Life: Pride of Britain Awards and Why They’re Important

Last night with a glass of wine and some snacks, I settled into watch the Pride of Britain Awards in association with TSB on ITV. It was the first time I’d watched the show with the rest of the country, and I really enjoyed live-tweeting with the rest of the Twitter community and it was great to see so much support for the brave, inspirational winners of 2017.

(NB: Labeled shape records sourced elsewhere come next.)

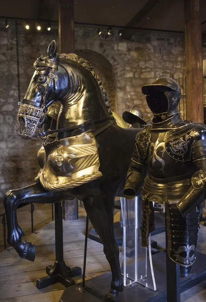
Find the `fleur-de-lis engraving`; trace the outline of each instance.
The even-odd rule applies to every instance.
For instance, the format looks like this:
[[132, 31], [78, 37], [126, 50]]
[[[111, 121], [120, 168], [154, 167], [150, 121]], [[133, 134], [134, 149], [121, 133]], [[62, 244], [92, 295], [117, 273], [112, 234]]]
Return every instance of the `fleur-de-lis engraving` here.
[[[162, 158], [161, 158], [157, 154], [157, 150], [159, 150], [161, 153]], [[158, 161], [161, 164], [161, 167], [159, 169], [160, 171], [162, 171], [164, 173], [164, 169], [165, 167], [165, 162], [163, 159], [164, 154], [165, 152], [165, 143], [163, 141], [160, 142], [159, 141], [159, 138], [157, 139], [155, 143], [151, 142], [150, 146], [150, 155], [149, 159], [149, 163], [152, 163], [152, 165], [154, 166], [155, 163]]]
[[[186, 256], [185, 256], [186, 252]], [[194, 245], [191, 246], [187, 244], [186, 246], [180, 247], [177, 251], [175, 251], [174, 257], [176, 257], [180, 263], [188, 265], [193, 262], [195, 259], [196, 247]]]

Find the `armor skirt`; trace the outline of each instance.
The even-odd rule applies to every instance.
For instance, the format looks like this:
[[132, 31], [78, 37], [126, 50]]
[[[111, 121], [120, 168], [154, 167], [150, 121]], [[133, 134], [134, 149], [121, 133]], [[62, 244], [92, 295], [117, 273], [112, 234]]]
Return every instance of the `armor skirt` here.
[[[143, 247], [148, 246], [149, 236], [154, 230], [153, 207], [153, 203], [148, 199], [143, 201], [141, 233]], [[165, 211], [167, 254], [178, 264], [190, 266], [196, 259], [200, 210], [196, 207], [183, 218], [176, 204], [166, 203]]]
[[176, 204], [166, 204], [167, 254], [182, 266], [192, 265], [196, 259], [199, 209], [196, 207], [183, 218]]

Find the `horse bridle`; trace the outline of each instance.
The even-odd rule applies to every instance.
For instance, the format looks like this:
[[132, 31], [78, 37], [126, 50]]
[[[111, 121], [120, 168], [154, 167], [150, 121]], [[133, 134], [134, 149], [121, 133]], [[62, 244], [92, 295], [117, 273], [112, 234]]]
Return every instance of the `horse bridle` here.
[[[43, 62], [41, 62], [40, 61], [36, 61], [34, 63], [34, 67], [36, 69], [37, 67], [43, 66], [43, 67], [48, 67], [51, 68], [51, 71], [48, 75], [48, 80], [47, 80], [47, 86], [46, 87], [45, 92], [43, 95], [43, 102], [40, 104], [36, 102], [34, 102], [33, 101], [31, 101], [30, 100], [28, 100], [27, 99], [24, 98], [22, 100], [22, 104], [25, 104], [25, 105], [35, 106], [37, 108], [37, 112], [39, 112], [39, 124], [38, 127], [39, 128], [40, 121], [41, 117], [42, 116], [42, 113], [44, 112], [45, 114], [46, 113], [46, 109], [47, 107], [48, 106], [46, 105], [46, 101], [47, 98], [49, 95], [50, 95], [50, 93], [53, 91], [54, 93], [57, 92], [58, 91], [58, 77], [57, 75], [57, 72], [58, 67], [58, 62], [59, 60], [59, 55], [58, 54], [56, 54], [55, 59], [53, 61], [51, 61], [51, 63], [45, 63]], [[38, 109], [39, 110], [38, 111]], [[34, 108], [33, 108], [34, 110]], [[39, 117], [40, 111], [41, 114], [40, 116]], [[53, 114], [54, 114], [53, 113]], [[51, 125], [53, 122], [53, 116], [52, 118], [50, 128], [51, 127]], [[98, 129], [96, 131], [96, 132], [94, 133], [94, 136], [97, 135], [98, 134], [106, 130], [107, 128], [114, 124], [116, 122], [115, 119], [113, 116], [108, 116], [106, 118], [101, 119], [100, 120], [98, 120], [97, 121], [94, 121], [92, 122], [89, 122], [88, 123], [85, 123], [84, 124], [82, 124], [81, 125], [77, 125], [76, 126], [74, 126], [72, 127], [68, 127], [66, 128], [63, 128], [60, 129], [56, 129], [55, 130], [49, 130], [47, 131], [42, 132], [41, 131], [37, 134], [34, 134], [32, 135], [32, 137], [36, 138], [40, 137], [41, 139], [44, 140], [46, 137], [48, 137], [48, 135], [53, 134], [54, 133], [58, 133], [64, 131], [69, 131], [72, 130], [75, 130], [77, 129], [79, 129], [80, 128], [83, 128], [89, 126], [91, 126], [92, 125], [95, 125], [97, 124], [100, 124], [102, 123], [104, 123], [108, 120], [110, 120], [110, 122], [108, 123], [107, 123], [106, 125], [104, 125], [102, 127], [101, 127], [100, 129]], [[36, 130], [37, 126], [36, 126], [35, 130]]]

As you know, I’m a full supporter of looking after ourselves and our mental health, and shows like the Pride of Britain Awards remind us that no matter how hard life can be, we have the power to live our lives to the fullest. Happiness comes from inside, and our strength can overcome whatever life throws at us.

All of the winners this year were truly inspirational figures, but here are some of the people that really stood out for me. The very first award winner was a young four year old girl, Suzie McCash, whose incredible presence of mind helped to save her mother’s life when she suddenly stopped breathing and collapsed in their home. This FOUR YEAR OLD CHILD decided to call 999 , got an ambulance to come round and while waiting for the ambulance, went to the neighbour’s house for extra help. I couldn’t believe how mature and level-headed this child was and it just goes to show what children are capable of. A very proud mum, I’m sure.

Another youngster who blew me away was Moin Younis, who won the Teenager of Courage Award. Moin suffers from a rare genetic skin disorder and goes through hours of agonising treatment every single day, yet has one of the most charismatic and hilarious personalities I’ve ever come across. Though doctors informed his parents he would not live past his first birthday, the now 17 year old Moin is an ambassador for Acorns Children’s Hospice, offering advice and support to other desperately ill children. He is an incredibly funny, charming and strong boy; and proves that a positive attitude can truly change your life.

This year’s winner of the TSB Community Partner Award was Fraser Johnston, whose pioneering scheme, which gives isolated elderly people a new lease of life by taking them for invigorating countryside rides, has inspired millions. One of the community issues I feel needs more acknowledgement is loneliness in old age; many of us don’t realise how isolated some older people are and how important it is to take care of the elderly. After discovering that more than half a million older people only go outside once a week or less, Fraser spends every day out on his trishaw bike, taking residents of Scotland out for trips through the countryside. He helped set up the Cycling Without Age scheme in March 2016, and now Fraser and a team of 30 volunteers have taken out over 150 care home residents, all aged over 85, many of whom are immobile. I think this is truly amazing, selfless and inspirational, a truly deserved award, well done Fraser!

With so many terrible, scary and evil things going on in the world, the reason the Pride of Britain Awards is so important is that it reminds us of the good in our communities. The people that find strength in the darkest of times, and those who dedicate their lives to helping others. These people deserve recognition in a media-ruled world where only the bad is reported on, and are an inspiration to us all. Congratulations to all of this year’s winners!